Oh and also, to reduce needless disk IO, using a single config file approach as opposed to .htaccess can make Apache a bit more performant and easier to reason about: https://httpd.apache.org/docs/current/mod/core.html#allowove...


IdentityServer have a Community Edition that is suitable for OSS projects.


Hmm, from what I can tell, this appears to be sort of true: https://duendesoftware.com/products/CommunityEdition

However it's the kind of license that's gated behind a manual signup:

> If you would like to request a Community Edition license, please provide:

> Confirmation that you understood the qualifying criteria

> Your category (for-profit, non-profit, charity)

> Your (company) name

> Your address

> Your contact email

This seems to be reflected in that you cannot find any official Docker images, for example: https://hub.docker.com/search?q=identityserver

Contrast that to: https://hub.docker.com/r/keycloak/keycloak (admittedly, the Bitnami containers are better, since those provide good documentation right in Docker Hub, instead of being lazy like Keycloak did and just putting it on their site)

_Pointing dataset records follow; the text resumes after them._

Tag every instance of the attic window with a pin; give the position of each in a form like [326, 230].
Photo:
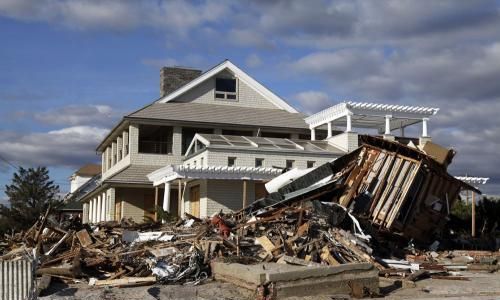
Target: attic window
[225, 88]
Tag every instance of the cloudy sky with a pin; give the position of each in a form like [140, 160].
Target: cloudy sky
[70, 69]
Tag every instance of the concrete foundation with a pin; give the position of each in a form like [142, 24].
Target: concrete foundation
[290, 280]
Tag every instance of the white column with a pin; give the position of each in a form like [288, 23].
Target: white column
[94, 210]
[349, 123]
[103, 207]
[91, 207]
[424, 127]
[99, 203]
[166, 197]
[388, 124]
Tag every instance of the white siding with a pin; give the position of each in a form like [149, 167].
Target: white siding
[247, 159]
[227, 195]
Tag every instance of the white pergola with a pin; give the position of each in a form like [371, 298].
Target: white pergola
[370, 115]
[166, 175]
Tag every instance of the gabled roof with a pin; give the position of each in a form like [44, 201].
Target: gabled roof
[211, 114]
[227, 65]
[136, 174]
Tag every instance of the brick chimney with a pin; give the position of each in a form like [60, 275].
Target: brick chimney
[172, 78]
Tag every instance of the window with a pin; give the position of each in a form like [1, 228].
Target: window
[259, 162]
[225, 88]
[279, 135]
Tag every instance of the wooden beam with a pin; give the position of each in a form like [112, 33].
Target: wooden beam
[156, 204]
[179, 197]
[245, 201]
[473, 214]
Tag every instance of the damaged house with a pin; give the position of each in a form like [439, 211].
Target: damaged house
[213, 139]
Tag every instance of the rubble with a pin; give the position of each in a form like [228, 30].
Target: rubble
[367, 208]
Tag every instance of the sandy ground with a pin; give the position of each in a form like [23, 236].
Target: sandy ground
[481, 286]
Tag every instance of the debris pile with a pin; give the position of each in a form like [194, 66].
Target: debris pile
[369, 206]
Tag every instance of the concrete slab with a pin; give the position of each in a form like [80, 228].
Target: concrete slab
[292, 280]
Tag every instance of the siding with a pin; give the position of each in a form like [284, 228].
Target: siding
[203, 197]
[17, 280]
[227, 195]
[132, 201]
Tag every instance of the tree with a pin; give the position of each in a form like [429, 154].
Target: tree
[30, 194]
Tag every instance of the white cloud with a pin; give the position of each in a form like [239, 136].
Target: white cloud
[71, 146]
[172, 16]
[313, 101]
[71, 115]
[253, 61]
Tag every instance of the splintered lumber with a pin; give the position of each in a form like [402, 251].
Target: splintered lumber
[266, 243]
[54, 248]
[84, 238]
[326, 256]
[127, 281]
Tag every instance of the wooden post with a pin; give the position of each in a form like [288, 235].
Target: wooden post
[245, 193]
[473, 215]
[179, 198]
[156, 204]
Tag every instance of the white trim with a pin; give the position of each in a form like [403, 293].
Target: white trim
[472, 179]
[197, 137]
[238, 73]
[173, 172]
[364, 109]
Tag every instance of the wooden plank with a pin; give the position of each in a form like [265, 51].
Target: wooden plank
[125, 281]
[84, 238]
[327, 256]
[266, 243]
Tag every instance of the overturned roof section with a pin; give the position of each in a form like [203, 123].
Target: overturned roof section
[173, 172]
[370, 115]
[201, 141]
[237, 72]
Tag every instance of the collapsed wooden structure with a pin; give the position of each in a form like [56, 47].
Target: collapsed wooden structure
[398, 188]
[406, 189]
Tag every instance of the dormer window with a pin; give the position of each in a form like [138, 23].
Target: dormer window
[225, 89]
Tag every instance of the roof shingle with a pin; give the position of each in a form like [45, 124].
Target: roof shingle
[225, 114]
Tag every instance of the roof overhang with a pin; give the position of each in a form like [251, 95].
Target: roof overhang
[238, 73]
[173, 172]
[473, 180]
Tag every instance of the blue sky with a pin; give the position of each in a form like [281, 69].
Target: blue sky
[70, 69]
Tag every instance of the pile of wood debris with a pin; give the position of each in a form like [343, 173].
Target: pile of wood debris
[363, 207]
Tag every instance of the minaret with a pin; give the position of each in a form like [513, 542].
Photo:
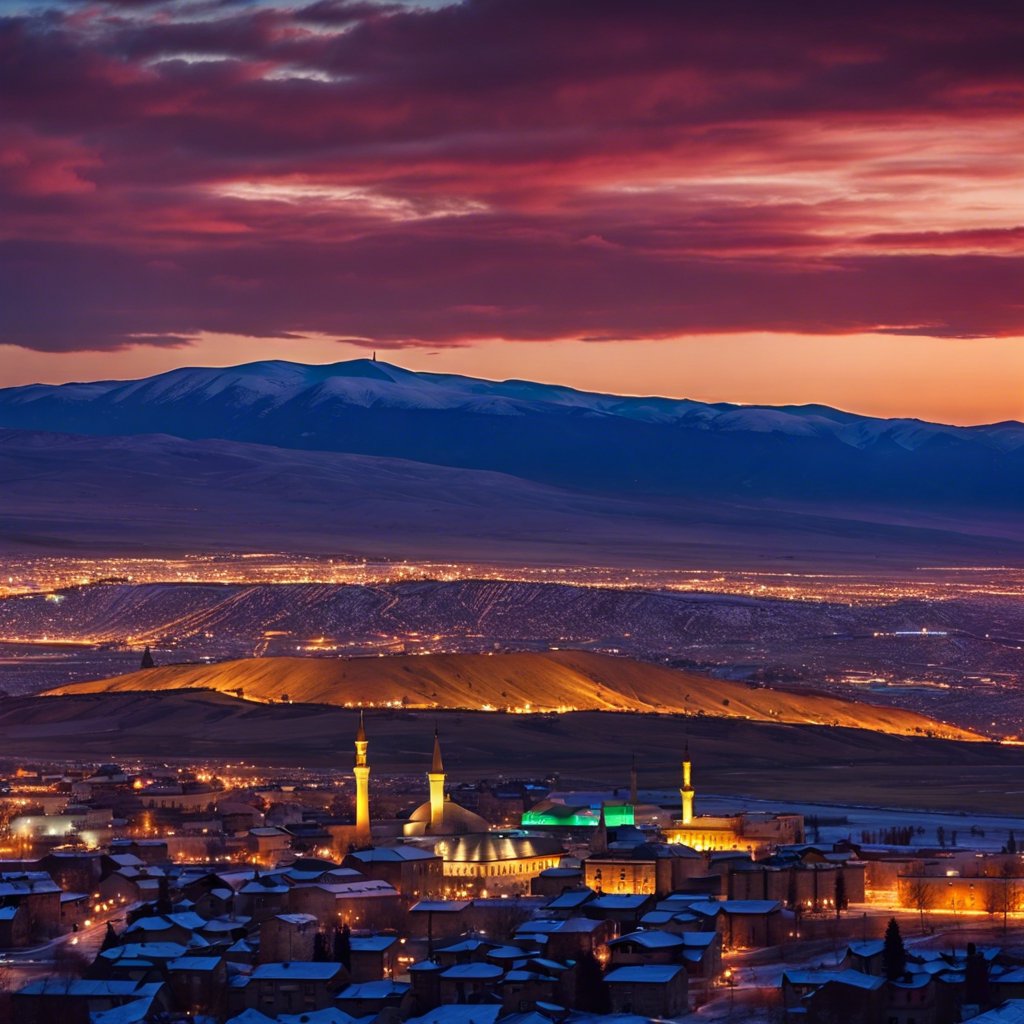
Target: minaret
[436, 778]
[599, 844]
[361, 772]
[687, 790]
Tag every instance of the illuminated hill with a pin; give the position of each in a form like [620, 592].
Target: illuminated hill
[538, 682]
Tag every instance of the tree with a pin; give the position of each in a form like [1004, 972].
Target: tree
[343, 945]
[842, 901]
[1009, 898]
[592, 990]
[164, 905]
[893, 952]
[920, 896]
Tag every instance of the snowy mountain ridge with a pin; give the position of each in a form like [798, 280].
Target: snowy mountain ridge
[264, 386]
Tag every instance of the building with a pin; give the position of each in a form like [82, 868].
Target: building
[415, 871]
[496, 862]
[439, 816]
[649, 990]
[757, 834]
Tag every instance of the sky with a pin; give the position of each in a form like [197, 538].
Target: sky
[737, 201]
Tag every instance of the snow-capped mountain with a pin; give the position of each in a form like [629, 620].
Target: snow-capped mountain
[809, 460]
[263, 388]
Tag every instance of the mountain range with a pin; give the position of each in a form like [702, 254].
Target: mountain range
[368, 458]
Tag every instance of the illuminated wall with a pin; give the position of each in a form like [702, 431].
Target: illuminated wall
[583, 817]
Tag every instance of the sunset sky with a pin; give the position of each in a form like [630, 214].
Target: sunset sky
[728, 201]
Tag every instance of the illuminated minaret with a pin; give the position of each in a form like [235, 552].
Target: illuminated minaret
[687, 790]
[361, 772]
[436, 778]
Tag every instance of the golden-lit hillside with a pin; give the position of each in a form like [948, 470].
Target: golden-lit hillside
[555, 680]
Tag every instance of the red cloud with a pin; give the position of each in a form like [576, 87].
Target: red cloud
[508, 168]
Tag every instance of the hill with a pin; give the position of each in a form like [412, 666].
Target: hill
[731, 756]
[555, 680]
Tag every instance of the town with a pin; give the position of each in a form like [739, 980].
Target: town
[236, 893]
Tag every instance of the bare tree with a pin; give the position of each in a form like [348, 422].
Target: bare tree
[919, 894]
[1009, 894]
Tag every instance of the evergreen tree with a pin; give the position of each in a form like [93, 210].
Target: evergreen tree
[791, 890]
[110, 939]
[164, 896]
[592, 990]
[975, 976]
[343, 945]
[893, 953]
[842, 902]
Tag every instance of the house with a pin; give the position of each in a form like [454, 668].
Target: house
[74, 1000]
[566, 939]
[14, 927]
[373, 956]
[651, 990]
[293, 986]
[40, 896]
[413, 870]
[369, 903]
[288, 937]
[743, 923]
[267, 844]
[454, 1014]
[910, 999]
[198, 983]
[471, 982]
[648, 868]
[438, 919]
[848, 995]
[370, 997]
[864, 956]
[646, 947]
[624, 908]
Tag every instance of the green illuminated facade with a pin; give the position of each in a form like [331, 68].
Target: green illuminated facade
[580, 817]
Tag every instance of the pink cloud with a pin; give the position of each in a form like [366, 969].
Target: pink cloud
[508, 168]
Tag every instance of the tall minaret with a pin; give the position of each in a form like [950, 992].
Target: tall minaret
[361, 772]
[436, 778]
[687, 790]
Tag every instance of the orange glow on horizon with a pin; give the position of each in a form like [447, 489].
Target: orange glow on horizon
[958, 381]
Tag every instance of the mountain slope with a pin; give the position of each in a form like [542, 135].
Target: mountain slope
[555, 435]
[566, 680]
[162, 495]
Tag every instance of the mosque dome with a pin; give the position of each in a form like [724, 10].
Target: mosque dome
[456, 820]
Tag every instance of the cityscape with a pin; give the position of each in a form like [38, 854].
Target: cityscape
[511, 512]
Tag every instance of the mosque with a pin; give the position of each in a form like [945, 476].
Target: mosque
[440, 815]
[756, 834]
[476, 860]
[753, 833]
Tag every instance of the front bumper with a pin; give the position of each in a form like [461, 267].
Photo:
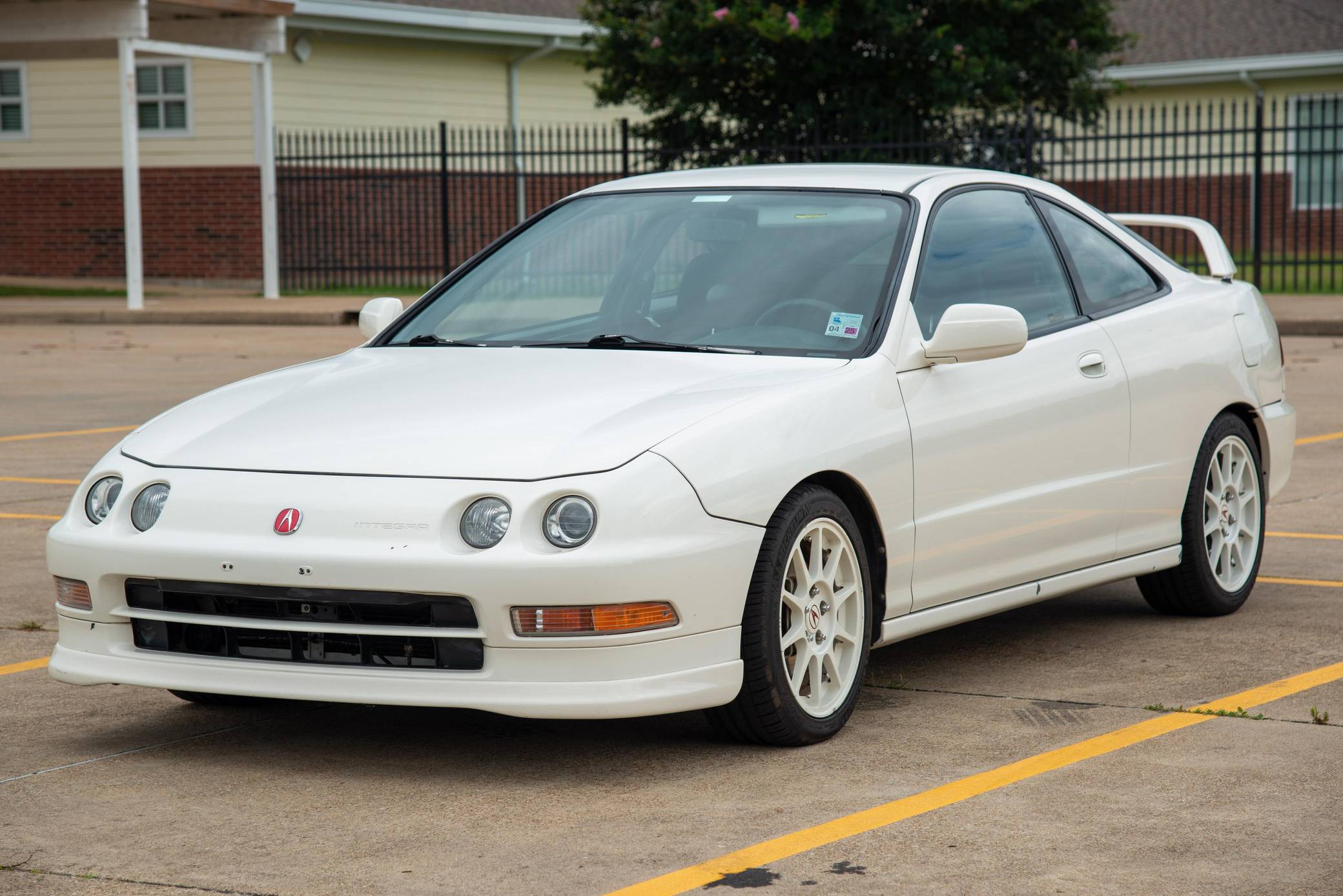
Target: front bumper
[653, 542]
[676, 675]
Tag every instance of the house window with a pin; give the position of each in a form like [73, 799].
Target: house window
[14, 101]
[1318, 160]
[161, 96]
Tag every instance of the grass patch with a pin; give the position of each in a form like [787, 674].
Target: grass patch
[1224, 714]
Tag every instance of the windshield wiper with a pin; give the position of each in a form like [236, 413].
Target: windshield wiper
[625, 340]
[429, 339]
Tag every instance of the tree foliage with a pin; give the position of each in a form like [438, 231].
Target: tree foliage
[715, 78]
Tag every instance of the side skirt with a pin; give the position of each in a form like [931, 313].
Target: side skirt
[986, 605]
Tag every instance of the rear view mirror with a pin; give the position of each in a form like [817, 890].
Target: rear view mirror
[378, 313]
[970, 332]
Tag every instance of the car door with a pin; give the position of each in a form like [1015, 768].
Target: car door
[1170, 378]
[1020, 461]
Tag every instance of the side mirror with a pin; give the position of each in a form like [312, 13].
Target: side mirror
[972, 332]
[378, 313]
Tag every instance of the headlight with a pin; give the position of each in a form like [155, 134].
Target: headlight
[101, 497]
[148, 505]
[569, 522]
[485, 523]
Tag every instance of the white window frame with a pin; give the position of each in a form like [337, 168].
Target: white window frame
[25, 105]
[1291, 151]
[165, 134]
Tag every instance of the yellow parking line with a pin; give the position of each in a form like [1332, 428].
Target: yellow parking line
[23, 667]
[1313, 440]
[52, 436]
[1322, 584]
[1304, 535]
[770, 851]
[42, 482]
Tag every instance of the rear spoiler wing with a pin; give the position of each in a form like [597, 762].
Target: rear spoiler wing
[1218, 257]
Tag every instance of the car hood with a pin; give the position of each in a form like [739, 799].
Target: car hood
[461, 412]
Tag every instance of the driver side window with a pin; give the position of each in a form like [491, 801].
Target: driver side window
[990, 246]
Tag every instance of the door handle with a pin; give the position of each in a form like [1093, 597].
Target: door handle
[1092, 364]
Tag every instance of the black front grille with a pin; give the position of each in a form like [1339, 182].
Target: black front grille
[301, 605]
[308, 605]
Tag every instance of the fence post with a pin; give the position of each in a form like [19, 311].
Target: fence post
[1029, 147]
[625, 148]
[442, 192]
[1257, 188]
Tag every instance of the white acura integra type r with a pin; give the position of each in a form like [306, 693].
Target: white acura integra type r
[696, 441]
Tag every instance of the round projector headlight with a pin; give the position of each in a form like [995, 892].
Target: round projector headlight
[148, 505]
[569, 522]
[485, 523]
[101, 497]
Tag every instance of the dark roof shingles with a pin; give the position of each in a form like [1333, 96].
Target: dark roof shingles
[1167, 30]
[1185, 30]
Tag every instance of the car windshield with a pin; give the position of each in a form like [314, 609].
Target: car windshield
[770, 270]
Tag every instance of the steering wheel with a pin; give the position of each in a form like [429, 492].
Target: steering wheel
[793, 303]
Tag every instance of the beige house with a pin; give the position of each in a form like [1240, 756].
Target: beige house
[176, 103]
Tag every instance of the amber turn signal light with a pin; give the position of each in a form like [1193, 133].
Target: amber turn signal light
[603, 618]
[74, 594]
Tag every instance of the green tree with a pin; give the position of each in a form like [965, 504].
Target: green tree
[717, 78]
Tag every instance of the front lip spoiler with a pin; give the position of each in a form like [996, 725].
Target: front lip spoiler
[379, 476]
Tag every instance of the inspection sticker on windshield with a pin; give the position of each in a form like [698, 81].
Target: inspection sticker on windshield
[844, 325]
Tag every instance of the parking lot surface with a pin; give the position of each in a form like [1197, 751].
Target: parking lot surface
[1018, 754]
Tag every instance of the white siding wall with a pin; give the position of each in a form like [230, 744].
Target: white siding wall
[347, 82]
[354, 82]
[73, 119]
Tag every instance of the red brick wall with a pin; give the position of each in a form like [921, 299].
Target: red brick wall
[386, 226]
[198, 223]
[1224, 201]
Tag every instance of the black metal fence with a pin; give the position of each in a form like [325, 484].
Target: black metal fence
[402, 207]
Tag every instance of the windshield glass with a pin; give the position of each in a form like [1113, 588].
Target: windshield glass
[778, 272]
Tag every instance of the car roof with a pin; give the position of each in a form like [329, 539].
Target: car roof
[817, 175]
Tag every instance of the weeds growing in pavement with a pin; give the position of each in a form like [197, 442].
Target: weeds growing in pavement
[1225, 714]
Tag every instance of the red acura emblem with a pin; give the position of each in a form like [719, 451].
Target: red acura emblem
[288, 520]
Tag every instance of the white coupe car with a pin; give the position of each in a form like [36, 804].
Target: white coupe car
[697, 441]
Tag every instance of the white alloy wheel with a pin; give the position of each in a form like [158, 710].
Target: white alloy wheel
[1232, 513]
[821, 618]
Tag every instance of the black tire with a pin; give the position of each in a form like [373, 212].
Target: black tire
[215, 699]
[766, 711]
[1192, 589]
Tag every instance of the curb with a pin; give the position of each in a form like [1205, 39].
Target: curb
[200, 319]
[1310, 328]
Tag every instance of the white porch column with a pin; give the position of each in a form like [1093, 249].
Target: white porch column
[263, 123]
[130, 175]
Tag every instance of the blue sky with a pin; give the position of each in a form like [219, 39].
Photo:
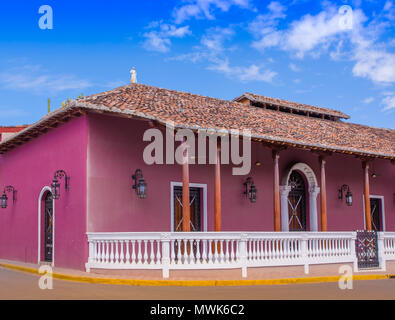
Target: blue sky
[304, 51]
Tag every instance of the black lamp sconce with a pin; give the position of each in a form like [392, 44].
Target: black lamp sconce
[55, 185]
[4, 198]
[250, 189]
[343, 189]
[140, 186]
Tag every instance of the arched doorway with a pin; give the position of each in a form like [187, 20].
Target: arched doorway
[298, 193]
[297, 203]
[48, 227]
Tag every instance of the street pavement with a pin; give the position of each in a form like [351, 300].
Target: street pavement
[17, 285]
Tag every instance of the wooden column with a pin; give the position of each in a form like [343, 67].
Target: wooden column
[276, 190]
[366, 194]
[186, 211]
[324, 225]
[217, 190]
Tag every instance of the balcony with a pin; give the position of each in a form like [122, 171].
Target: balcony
[227, 250]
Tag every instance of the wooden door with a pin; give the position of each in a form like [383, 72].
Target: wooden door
[48, 227]
[376, 212]
[194, 201]
[297, 202]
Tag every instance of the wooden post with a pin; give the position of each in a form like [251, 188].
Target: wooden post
[276, 191]
[324, 224]
[366, 194]
[217, 190]
[186, 212]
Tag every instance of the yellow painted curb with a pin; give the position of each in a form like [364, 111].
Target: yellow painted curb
[197, 283]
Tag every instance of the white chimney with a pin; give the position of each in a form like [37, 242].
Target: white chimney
[133, 76]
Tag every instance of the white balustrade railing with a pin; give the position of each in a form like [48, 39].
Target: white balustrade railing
[388, 239]
[224, 250]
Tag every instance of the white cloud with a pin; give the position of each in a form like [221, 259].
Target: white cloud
[213, 50]
[294, 67]
[368, 100]
[159, 40]
[324, 32]
[250, 73]
[37, 80]
[200, 9]
[377, 65]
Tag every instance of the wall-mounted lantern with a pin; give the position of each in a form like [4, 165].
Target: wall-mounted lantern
[344, 188]
[250, 189]
[139, 184]
[55, 185]
[4, 198]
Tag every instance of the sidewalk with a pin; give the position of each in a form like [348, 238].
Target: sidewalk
[256, 276]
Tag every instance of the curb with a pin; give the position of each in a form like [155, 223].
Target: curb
[196, 283]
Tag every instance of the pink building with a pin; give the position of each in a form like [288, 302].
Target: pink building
[70, 199]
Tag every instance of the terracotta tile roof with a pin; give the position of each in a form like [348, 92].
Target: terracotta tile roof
[7, 129]
[292, 105]
[196, 111]
[200, 112]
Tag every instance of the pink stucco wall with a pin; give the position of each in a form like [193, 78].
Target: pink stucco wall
[100, 153]
[29, 168]
[116, 150]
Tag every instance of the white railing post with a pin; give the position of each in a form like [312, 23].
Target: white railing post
[305, 253]
[243, 254]
[354, 251]
[381, 253]
[165, 241]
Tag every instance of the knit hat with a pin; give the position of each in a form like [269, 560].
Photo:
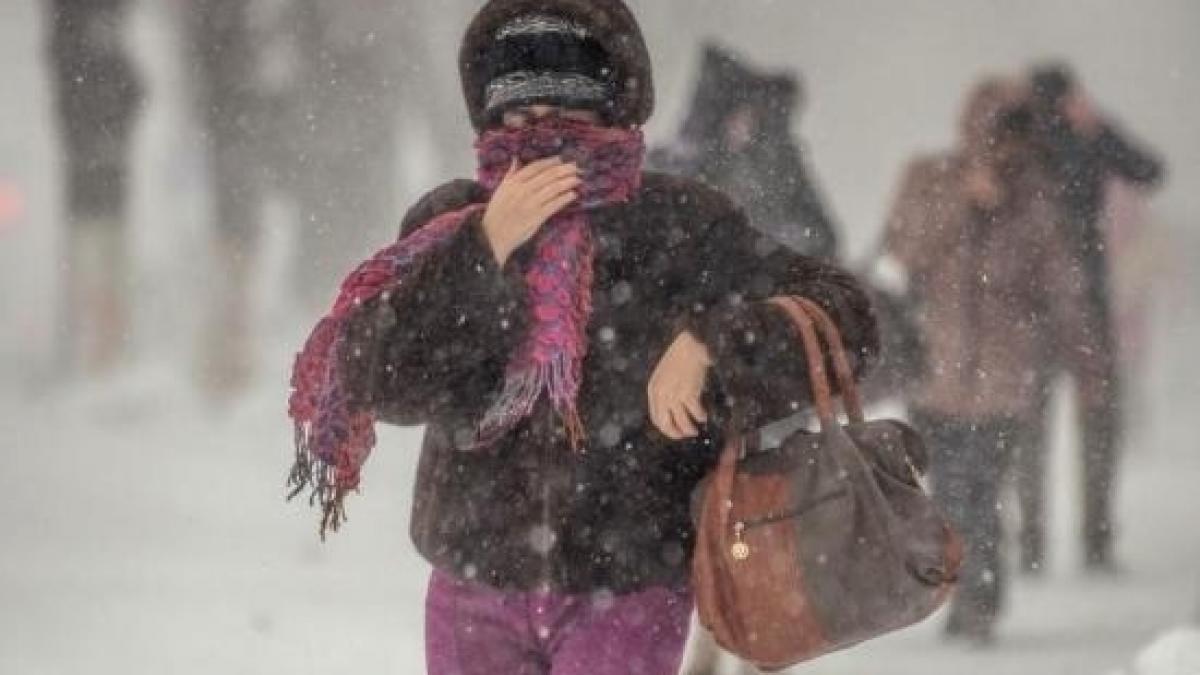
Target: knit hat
[586, 54]
[547, 59]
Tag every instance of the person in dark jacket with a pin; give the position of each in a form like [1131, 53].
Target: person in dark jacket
[99, 94]
[738, 138]
[1083, 153]
[570, 330]
[982, 249]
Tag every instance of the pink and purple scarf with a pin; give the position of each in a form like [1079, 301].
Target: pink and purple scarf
[334, 437]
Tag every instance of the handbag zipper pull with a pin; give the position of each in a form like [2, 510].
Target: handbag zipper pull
[739, 550]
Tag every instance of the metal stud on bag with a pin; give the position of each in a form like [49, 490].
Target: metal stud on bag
[739, 550]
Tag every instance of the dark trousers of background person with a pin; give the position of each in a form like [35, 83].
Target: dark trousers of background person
[970, 460]
[99, 95]
[1101, 425]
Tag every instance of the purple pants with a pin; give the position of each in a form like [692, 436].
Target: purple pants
[474, 629]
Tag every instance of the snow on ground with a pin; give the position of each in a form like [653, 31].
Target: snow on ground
[148, 535]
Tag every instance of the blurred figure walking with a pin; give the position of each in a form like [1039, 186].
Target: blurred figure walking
[984, 254]
[1083, 153]
[738, 138]
[297, 97]
[99, 94]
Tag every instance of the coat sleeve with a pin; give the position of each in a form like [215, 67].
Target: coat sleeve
[1128, 160]
[437, 345]
[813, 219]
[759, 358]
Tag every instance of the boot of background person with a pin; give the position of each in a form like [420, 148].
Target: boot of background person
[1099, 437]
[97, 315]
[1031, 490]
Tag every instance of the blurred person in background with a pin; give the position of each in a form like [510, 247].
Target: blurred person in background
[297, 97]
[983, 252]
[1083, 153]
[99, 96]
[559, 326]
[738, 138]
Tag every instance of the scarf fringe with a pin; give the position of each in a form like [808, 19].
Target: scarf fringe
[558, 378]
[319, 478]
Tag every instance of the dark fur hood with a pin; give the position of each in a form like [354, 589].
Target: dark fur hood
[611, 23]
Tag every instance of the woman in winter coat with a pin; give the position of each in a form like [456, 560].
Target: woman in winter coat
[983, 251]
[565, 327]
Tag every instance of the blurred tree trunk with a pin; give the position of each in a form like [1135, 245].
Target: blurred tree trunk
[99, 94]
[223, 61]
[352, 65]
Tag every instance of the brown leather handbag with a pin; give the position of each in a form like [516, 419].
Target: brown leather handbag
[827, 541]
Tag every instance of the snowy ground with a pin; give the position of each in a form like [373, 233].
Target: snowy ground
[148, 536]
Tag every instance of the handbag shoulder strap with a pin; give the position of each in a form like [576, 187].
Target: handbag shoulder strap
[846, 384]
[819, 377]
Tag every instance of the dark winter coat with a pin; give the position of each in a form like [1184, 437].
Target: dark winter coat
[997, 287]
[529, 511]
[1080, 169]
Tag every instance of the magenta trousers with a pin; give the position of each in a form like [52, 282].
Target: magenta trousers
[475, 629]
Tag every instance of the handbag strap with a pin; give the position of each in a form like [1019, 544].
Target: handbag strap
[847, 387]
[808, 317]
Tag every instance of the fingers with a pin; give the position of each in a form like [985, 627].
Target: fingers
[678, 419]
[557, 204]
[549, 178]
[537, 171]
[552, 190]
[695, 410]
[683, 422]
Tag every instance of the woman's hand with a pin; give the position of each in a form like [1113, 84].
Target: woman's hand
[676, 388]
[525, 201]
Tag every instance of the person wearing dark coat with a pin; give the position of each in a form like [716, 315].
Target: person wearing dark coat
[99, 95]
[982, 249]
[571, 332]
[738, 138]
[1083, 153]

Overall, the licensing situation with IdentityServer seems interesting, perhaps a bit more restrictive than Keycloak or other competitors: https://leastprivilege.com/2020/10/01/the-future-of-identity...

Regardless, to me being able to download software without messing about with signups and justifying why I need it feels like a good litmus test for some of the culture and community behind it. Regardless, I don't think that there are any truly excellent solutions in this space out there.

Then again, you see basically the same with the likes of OpenLDAP, FreeIPA and others that still don't quite compete with Microsoft's AD. There's a lot of problems (identity and device management, authentication/authorization gateways etc.) that could have great OSS solutions for them, if at the end of the day everything didn't circle back to money. Oh well.


Logout is possible: The server has to send http status 401 if I recall correctly. The browser treats this as logout.


This requires some server side handling. The web browser could have a logout button so I can end my session. Probably that should be combined with a configured target page for the user.

And well, my experience there is about 20 years old, but back then sending 401 wasn't enough. You had to send a different auth request, which then would pop up a new password dialog first. Indoubt 401 is enough today as well, as the browser can't distinguish whether a specific resource is restricted or whether the whole session should be invalidated.